Whitmoyer’s been racing, now, for roughly two-dozen seasons, after starting out at Big Diamond steering a Roadrunner ride, which he built at home as a teenager. His family knew more about 358 Modified racers and a lot about Sportsman cars, so, the following year they went to work building a Sportsman ride and went racing.
“I’ve been involved with a Sportsman car long enough, now, and it’s time to move up,” revealed Whitmoyer. “I’ve been thinking of moving into a 358 Modified for about three years, now, but just haven’t put everything together. I’ve got a small crew. I don’t have any big dollar backers. I have no real crew chief or all the extra parts and all the goodies those bigger teams have. I’ve got a limited budget and they put on new tires each week and it’s tough being a little guy. You get torn up one week, you fall behind and it’s very hard to get caught up again.
“It’s a lot of work. I’ve got bills to pay like everyone else, running a Sportsman car. I help out my brother (Brandon) who’s racing his own Sportsman at Grandview, plus I do all the weekly maintenance stuff on Daryl Dissinger’s Sportsman he races weekly at Big Diamond. Getting my car ready for Grandview is tough enough. If I do run a 358 Modified I won’t do it unless it’s done right. I tried doing it several years ago and bit off more than I could chew, forcing us to return to a Sportsman. I could build a good 358 Modified car, but I want to do things right or not bother,” explained Whitmoyer, who works full-time during the week as an operations manager at Green Acres Outdoor Living in Whitehall.

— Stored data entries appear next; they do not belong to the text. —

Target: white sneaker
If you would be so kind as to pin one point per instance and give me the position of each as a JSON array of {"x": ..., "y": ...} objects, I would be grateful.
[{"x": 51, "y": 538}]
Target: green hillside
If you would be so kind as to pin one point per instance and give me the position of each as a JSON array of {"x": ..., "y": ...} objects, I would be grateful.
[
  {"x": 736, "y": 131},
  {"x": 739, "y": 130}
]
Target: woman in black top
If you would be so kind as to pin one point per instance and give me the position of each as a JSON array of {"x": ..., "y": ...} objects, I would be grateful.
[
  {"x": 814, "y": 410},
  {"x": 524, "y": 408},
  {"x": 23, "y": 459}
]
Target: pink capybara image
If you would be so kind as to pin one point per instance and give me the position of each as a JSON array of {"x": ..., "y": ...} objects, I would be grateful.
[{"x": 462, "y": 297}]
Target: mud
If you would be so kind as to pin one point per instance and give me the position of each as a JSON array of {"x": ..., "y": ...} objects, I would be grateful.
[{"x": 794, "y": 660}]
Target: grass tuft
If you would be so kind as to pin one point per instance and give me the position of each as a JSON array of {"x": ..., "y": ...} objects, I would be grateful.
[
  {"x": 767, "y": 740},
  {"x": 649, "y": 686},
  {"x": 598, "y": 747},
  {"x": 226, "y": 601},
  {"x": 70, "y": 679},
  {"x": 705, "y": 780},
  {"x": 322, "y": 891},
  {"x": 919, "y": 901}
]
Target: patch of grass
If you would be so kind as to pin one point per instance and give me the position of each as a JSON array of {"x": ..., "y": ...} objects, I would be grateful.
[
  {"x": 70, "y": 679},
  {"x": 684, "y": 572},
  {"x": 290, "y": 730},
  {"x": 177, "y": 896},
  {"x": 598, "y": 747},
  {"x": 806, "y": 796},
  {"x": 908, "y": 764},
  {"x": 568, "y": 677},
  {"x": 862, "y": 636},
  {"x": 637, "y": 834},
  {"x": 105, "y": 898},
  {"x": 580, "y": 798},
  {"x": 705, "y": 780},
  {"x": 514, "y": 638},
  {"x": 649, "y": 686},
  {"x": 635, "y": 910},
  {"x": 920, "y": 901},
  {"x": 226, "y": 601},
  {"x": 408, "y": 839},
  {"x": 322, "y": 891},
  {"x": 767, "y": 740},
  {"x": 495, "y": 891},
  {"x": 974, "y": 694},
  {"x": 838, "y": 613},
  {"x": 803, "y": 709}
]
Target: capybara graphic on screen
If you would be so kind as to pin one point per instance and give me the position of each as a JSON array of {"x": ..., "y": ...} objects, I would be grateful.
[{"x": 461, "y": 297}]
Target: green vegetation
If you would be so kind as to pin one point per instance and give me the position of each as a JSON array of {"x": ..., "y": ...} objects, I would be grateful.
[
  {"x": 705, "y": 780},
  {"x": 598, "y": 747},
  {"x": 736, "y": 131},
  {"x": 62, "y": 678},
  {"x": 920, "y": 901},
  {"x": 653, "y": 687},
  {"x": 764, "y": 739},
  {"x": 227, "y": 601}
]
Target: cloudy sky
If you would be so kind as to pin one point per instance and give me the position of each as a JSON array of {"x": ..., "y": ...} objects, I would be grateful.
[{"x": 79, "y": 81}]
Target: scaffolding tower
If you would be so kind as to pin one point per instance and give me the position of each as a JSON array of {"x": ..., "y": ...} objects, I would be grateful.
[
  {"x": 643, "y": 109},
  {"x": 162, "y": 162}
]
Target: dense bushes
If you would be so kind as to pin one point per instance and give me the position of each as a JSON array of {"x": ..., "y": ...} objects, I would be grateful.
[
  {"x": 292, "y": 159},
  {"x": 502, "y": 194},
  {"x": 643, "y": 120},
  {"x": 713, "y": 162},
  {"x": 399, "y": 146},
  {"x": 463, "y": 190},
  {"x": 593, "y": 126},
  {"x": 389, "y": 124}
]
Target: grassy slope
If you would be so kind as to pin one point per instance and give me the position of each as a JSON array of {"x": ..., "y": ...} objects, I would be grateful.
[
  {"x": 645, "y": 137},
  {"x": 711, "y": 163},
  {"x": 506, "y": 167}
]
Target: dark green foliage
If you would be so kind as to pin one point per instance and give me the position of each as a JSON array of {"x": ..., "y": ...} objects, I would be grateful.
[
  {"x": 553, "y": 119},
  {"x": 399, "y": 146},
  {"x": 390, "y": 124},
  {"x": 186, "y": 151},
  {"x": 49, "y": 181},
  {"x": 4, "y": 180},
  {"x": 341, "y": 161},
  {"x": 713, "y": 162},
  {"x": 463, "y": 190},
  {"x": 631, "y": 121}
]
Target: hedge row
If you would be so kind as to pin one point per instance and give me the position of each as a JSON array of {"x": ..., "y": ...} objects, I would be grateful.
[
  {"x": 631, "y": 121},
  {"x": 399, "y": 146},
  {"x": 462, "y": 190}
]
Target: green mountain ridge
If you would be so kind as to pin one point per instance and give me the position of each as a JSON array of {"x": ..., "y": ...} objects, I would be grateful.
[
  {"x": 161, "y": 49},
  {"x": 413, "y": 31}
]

Whitmoyer has six career Sportsman victories at Grandview, plus he has the all-time career high of 26 triumphs in a Sportsman at Big Diamond. At the end of 2016, Whitmoyer won a bunch of big-paying Sportsman specials at places like Bridgeport Speedway in New Jersey and Five Mile Point Speedway in New York and hopes to do a little traveling again in 2017.
“I love running Bridgeport and I’ll run the Poker Series events there in 2017, plus I’ll run a handful of races with my 358 Modified car at Big Diamond with no real schedule right now,” Whitmoyer offered. “We got the Sportsman car going pretty darn good at the end of last season after struggling a lot throughout the year. I have plenty of power through Leindecker Racing Engines in Center Valley under the hood and I’ll just race that same car again in 2017. It’s the same car we raced in 2016, I didn’t even put a new body on it. We’ll start off the year at Bridgeport the week of the Grandview practice and begin at Grandview on opening night, April first.”
A Grandview Sportsman championship in 2017, certainly, would be a nice feather in his cap, with that challenge still something he’d love to accomplish.
“This year is this year,” announced Whitmoyer, who’ll turn 42 in August. “We’ll do the best we can and do what we can do.”